Malaria program is positive sign of government reform

People in the eastern Burma town of Kyain Seikgyi have welcomed a joint health campaign program by government and international malaria experts to combat malaria in the their area in Karen State.

The township hospital director, Dr.Maung Maung Lwin, confirmed to Karen News that Population Services International-Myanmar (PSI), a global health non-government organization based in Burma is carrying out anti-malaria activities with government health workers.

“PSI, our government heath groups and civilians are working together in the field distributing free insecticide-treated mosquito nets to villagers, providing malaria tests and running public health education.”

Villagers say the anti-malaria project started in April when a short training program was offered villagers to help with the project activities.

Saw Than Oo from the Phar Pya village told Karen News that the benefit of the anti-malaria project were positive for villagers.

“We cannot even afford to buy normal mosquito nets, but now we have been given for free, insecticide-treated nets.
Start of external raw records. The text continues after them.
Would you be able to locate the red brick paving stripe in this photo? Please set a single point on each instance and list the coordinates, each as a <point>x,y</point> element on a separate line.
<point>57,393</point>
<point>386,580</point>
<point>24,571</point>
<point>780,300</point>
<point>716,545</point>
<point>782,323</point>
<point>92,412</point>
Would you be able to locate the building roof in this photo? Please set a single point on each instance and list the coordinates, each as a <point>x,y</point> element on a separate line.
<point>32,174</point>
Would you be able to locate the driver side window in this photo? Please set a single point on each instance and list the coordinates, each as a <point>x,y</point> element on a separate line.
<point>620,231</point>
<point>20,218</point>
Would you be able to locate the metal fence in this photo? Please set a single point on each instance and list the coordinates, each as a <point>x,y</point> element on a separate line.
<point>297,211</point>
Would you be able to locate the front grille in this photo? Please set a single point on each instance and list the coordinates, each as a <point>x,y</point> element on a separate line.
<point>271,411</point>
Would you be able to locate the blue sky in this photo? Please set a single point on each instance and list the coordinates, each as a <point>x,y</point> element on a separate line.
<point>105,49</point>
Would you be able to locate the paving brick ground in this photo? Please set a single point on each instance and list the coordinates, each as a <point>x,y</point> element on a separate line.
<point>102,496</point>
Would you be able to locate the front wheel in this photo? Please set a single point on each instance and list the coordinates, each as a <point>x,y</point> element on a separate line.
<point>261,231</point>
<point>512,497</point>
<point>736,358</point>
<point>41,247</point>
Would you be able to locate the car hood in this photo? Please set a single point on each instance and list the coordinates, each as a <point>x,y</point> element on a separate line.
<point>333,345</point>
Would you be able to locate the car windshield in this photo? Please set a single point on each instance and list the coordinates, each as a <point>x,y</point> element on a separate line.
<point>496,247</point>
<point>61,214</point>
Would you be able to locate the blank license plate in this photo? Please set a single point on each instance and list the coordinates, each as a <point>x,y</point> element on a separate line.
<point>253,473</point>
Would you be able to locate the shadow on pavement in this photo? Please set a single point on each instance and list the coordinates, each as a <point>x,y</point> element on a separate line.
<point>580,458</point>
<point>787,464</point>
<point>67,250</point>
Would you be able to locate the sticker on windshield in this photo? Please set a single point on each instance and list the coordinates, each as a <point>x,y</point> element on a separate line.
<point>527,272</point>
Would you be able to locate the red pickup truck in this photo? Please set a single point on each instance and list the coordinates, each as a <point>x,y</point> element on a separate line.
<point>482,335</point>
That is good. We can now have malaria tests for the first time in our village. Before we don’t have an opportunity to get checks because we couldn’t afford to pay the travel costs to go town.”

A nurse from Kyain Seikgyi hospital said the township has now better control of malaria and dengue fever infections than in previous years because of the newly introduced prevention activities and education.

“We only have had nine patients in the hospital so far who suffered from dengue fever – this much lower than before.”

A local villager assisting with the anti-malaria activities told Karen News.

“Before the project, as many as 100 people suffered from malaria. We knew the disease was preventable, but we could not afford the money to pay for prevention. It is good the NGO and government are working together on the anti-malaria program.